[PATCH v2] drm/amdgpu: fix task hang from failed job submission during process kill

Tue Aug 12 20:05:15 UTC 2025

On 8/12/25 1:31 AM, Liu01 Tong wrote:
> During process kill, drm_sched_entity_flush() will kill the vm
> entities.
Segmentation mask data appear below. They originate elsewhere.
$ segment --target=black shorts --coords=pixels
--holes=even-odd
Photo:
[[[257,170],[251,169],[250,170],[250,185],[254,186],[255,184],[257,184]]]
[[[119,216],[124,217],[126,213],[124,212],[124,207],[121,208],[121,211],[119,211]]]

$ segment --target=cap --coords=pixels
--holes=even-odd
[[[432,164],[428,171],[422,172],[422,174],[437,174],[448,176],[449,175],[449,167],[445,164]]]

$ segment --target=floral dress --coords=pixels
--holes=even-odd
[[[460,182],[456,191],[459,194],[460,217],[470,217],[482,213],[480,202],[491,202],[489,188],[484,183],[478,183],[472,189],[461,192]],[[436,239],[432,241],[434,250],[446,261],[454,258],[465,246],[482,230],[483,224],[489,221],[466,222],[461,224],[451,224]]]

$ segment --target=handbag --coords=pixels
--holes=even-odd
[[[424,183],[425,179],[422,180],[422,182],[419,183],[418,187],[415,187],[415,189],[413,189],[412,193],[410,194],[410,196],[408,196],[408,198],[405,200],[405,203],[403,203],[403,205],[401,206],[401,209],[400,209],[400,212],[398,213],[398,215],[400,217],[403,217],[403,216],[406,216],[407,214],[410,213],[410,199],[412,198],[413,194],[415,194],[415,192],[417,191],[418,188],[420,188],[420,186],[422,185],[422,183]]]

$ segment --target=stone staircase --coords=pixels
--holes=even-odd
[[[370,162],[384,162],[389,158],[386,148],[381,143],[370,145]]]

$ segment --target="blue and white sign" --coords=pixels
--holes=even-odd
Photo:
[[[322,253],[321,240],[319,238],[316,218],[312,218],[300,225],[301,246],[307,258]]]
The following job submissions of this process will fail, and
> the resources of these jobs have not been released, nor have the fences
> been signalled, causing tasks to hang and timeout.
> 
> Fix by check entity status in amdgpu_vm_ready() and avoid submit jobs to
> stopped entity.
> 
> v2: add amdgpu_vm_ready() check before amdgpu_vm_clear_freed() in
> function amdgpu_cs_vm_handling().
> 
> Signed-off-by: Liu01 Tong <Tong.Liu01 at amd.com>
> Signed-off-by: Lin.Cao <lincao12 at amd.com>

Closes: https://lore.kernel.org/regressions/f2b70e6e-bff6-42f3-82a2-81eed892cc30@linux.dev/
Tested-by: Matthew Schwartz <matthew.schwartz at linux.dev>

Thanks,
Matt

> ---
>  drivers/gpu/drm/amd/amdgpu/amdgpu_cs.c |  3 +++
>  drivers/gpu/drm/amd/amdgpu/amdgpu_vm.c | 15 +++++++++++----
>  2 files changed, 14 insertions(+), 4 deletions(-)
> 
> diff --git a/drivers/gpu/drm/amd/amdgpu/amdgpu_cs.c b/drivers/gpu/drm/amd/amdgpu/amdgpu_cs.c
> index e1e48e6f1f35..cdc02860011c 100644
> --- a/drivers/gpu/drm/amd/amdgpu/amdgpu_cs.c
> +++ b/drivers/gpu/drm/amd/amdgpu/amdgpu_cs.c
> @@ -1138,6 +1138,9 @@ static int amdgpu_cs_vm_handling(struct amdgpu_cs_parser *p)
>  		}
>  	}
>  
> +	if (!amdgpu_vm_ready(vm))
> +		return -EINVAL;
> +
>  	r = amdgpu_vm_clear_freed(adev, vm, NULL);
>  	if (r)
>  		return r;
> diff --git a/drivers/gpu/drm/amd/amdgpu/amdgpu_vm.c b/drivers/gpu/drm/amd/amdgpu/amdgpu_vm.c
> index 283dd44f04b0..bf42246a3db2 100644
> --- a/drivers/gpu/drm/amd/amdgpu/amdgpu_vm.c
> +++ b/drivers/gpu/drm/amd/amdgpu/amdgpu_vm.c
> @@ -654,11 +654,10 @@ int amdgpu_vm_validate(struct amdgpu_device *adev, struct amdgpu_vm *vm,
>   * Check if all VM PDs/PTs are ready for updates
>   *
>   * Returns:
> - * True if VM is not evicting.
> + * True if VM is not evicting and all VM entities are not stopped
>   */
>  bool amdgpu_vm_ready(struct amdgpu_vm *vm)
>  {
> -	bool empty;
>  	bool ret;
>  
>  	amdgpu_vm_eviction_lock(vm);
> @@ -666,10 +665,18 @@ bool amdgpu_vm_ready(struct amdgpu_vm *vm)
>  	amdgpu_vm_eviction_unlock(vm);
>  
>  	spin_lock(&vm->status_lock);
> -	empty = list_empty(&vm->evicted);
> +	ret &= list_empty(&vm->evicted);
>  	spin_unlock(&vm->status_lock);
>  
> -	return ret && empty;
> +	spin_lock(&vm->immediate.lock);
> +	ret &= !vm->immediate.stopped;
> +	spin_unlock(&vm->immediate.lock);
> +
> +	spin_lock(&vm->delayed.lock);
> +	ret &= !vm->delayed.stopped;
> +	spin_unlock(&vm->delayed.lock);
> +
> +	return ret;
>  }
>  
>  /**